東條 真由美(絵本講師) 我が家の裏山からウグイスの声が聴こえる季節になりました。「ホー、ホホホケキョ」「ホー、ホキケキョピッ」。可愛らしい歌声を聴きながら、まだ練習中かな? 早く上手に鳴けるといいね……。いやいや上手にならなくてもそのままでじゅうぶんステキよ、と心の中で話しかけます。このように鳥の声に耳を傾けられるようになったのは、ここ数年のことでしょうか。子どもたちが小さかった頃はこんな余裕もあまり無かったなと思いつつ、穏やかな時間もあったことをふと懐かしく思い出しました。

 何事にものんびり屋の息子を見守りながら、小さい頃はよく「ゆっくりでいいよ」と言っていました。ゆっくり散歩、ゆっくりお昼寝、ゆっくり絵本……。乗り物系の好きだった息子は『しゅっぱつしんこう!』(三田村信之/ぶん 柿本幸造/え 小峰書店)が大のお気に入りで、この絵本ばかり読んでいた時期があります。主人公のゆたかくんが運転士さんからブレーキハンドルをもらう場面や、動物たちと「おしっこかんりょう!」「トラックころがし、かんりょう!」と言う場面がとても好きでした。
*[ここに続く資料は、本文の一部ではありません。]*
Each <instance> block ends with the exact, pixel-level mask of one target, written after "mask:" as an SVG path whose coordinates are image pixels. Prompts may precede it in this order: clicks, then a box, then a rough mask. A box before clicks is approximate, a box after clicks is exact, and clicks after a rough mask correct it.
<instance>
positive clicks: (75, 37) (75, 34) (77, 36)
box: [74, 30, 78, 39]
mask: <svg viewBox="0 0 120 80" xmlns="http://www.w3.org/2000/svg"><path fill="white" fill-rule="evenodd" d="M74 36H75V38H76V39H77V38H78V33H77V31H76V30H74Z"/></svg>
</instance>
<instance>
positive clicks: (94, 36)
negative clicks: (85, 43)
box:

家でもよく「はみがきかんりょう!」「パジャマかんりょう!」と言って遊んでいましたが、幸せな時間だったと今になって思います。

 そんな息子も中学生になると目つきが変わってきて、高校生になるとほとんどしゃべらなくなり、心が見えなくなっていきました。小さい頃のかわいらしかった息子に会いたいと泣きたくなったこともあります。そして、高校3年のある秋の日。些細なことから言い合いになり「何でいつもそんな嫌味なことばっかり言うの」と言う私に返ってきた言葉は……。「俺がこんなふうになったのは、お父さんとお母さんのせいや!うちは普通やない。小さいときからお父さんもお母さんも嫌いやったし、愛情も感じへんかった!」。
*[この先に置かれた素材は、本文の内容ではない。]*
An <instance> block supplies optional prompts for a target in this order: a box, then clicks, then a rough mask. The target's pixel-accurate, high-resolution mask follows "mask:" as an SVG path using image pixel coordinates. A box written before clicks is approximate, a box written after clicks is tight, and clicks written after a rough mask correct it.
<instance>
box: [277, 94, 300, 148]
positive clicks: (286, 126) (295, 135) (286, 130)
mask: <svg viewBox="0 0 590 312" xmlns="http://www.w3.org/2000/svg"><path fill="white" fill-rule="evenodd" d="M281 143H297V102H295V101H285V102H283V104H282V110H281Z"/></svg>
 「愛情を感じなかった」、この言葉に私はかなり打ちのめされ、今までの自分の子育てを全否定されたと感じて、2日間寝込んでしまいました。中学の時にもゲーム機を持たせなかった我が家は、確かに普通でなかったかもしれません。でも愛情はたくさん注いできたのに……。子育てに対する自信が全く無くなってしまったのです。

 このことを絵本講師の集まりの中で聞いていただく機会がありました。そこで、「子どもが親に向かって思いきり否定的なことを言えるのは、言っても大丈夫と思える親子の関係が出来ていたからでは?」と言っていただいて、ハッとしたのです。そうか……根っこでは息子と繋がることが出来ていたのかな、と気持ちが落ち着いたことを覚えています。実は後日、息子が「ちょっと言い直す。嫌いになったの昔からやなくて中学生からやった。愛情くれてたのは分かってたけど俺の欲しい愛情と違ってたの間違い」と訂正してくれました。言い過ぎたと思ったのでしょう。

 この春、息子は2年目の浪人生活へ突入しました。「根本的な勉強をもう一年やりたい」と言う息子に、目の前のことから逃げているのではないかとの思いもよぎりました。しかし、目の前の息子に小さな頃の息子の姿を重ね「ゆっくりやったらいいんじゃない」と言葉をかけました。

そして先日、何気なく息子に「この絵本覚えてる?」と『しゅっぱつしんこう!』を見せると、「覚えてるで!ハンドル渡すやつやろ。ここ好きやったわ」とすぐにそのページを開いてくれました。この短い会話の中に、息子と過ごしてきた今までの温かい時間が流れ、胸が熱くなりました。

 何事も早いスピードで進んでいく今の世の中では、効率の良さも確かに大事ですが、すぐには答えが出ない大切なものもたくさんあると思うのです。自分を大切にする心、人を信頼する気持ち、温かい時間を感じられる幸せや、生きていく上で大切なたくさんの力を、これからも時間をかけて育んでいけたらと思います。その先には、長い時間を経て始めてわかる素敵なことが、きっとたくさん待っていることでしょう。自分自身の経験を交えながら、そのようなことをお伝えしていきたいと思います。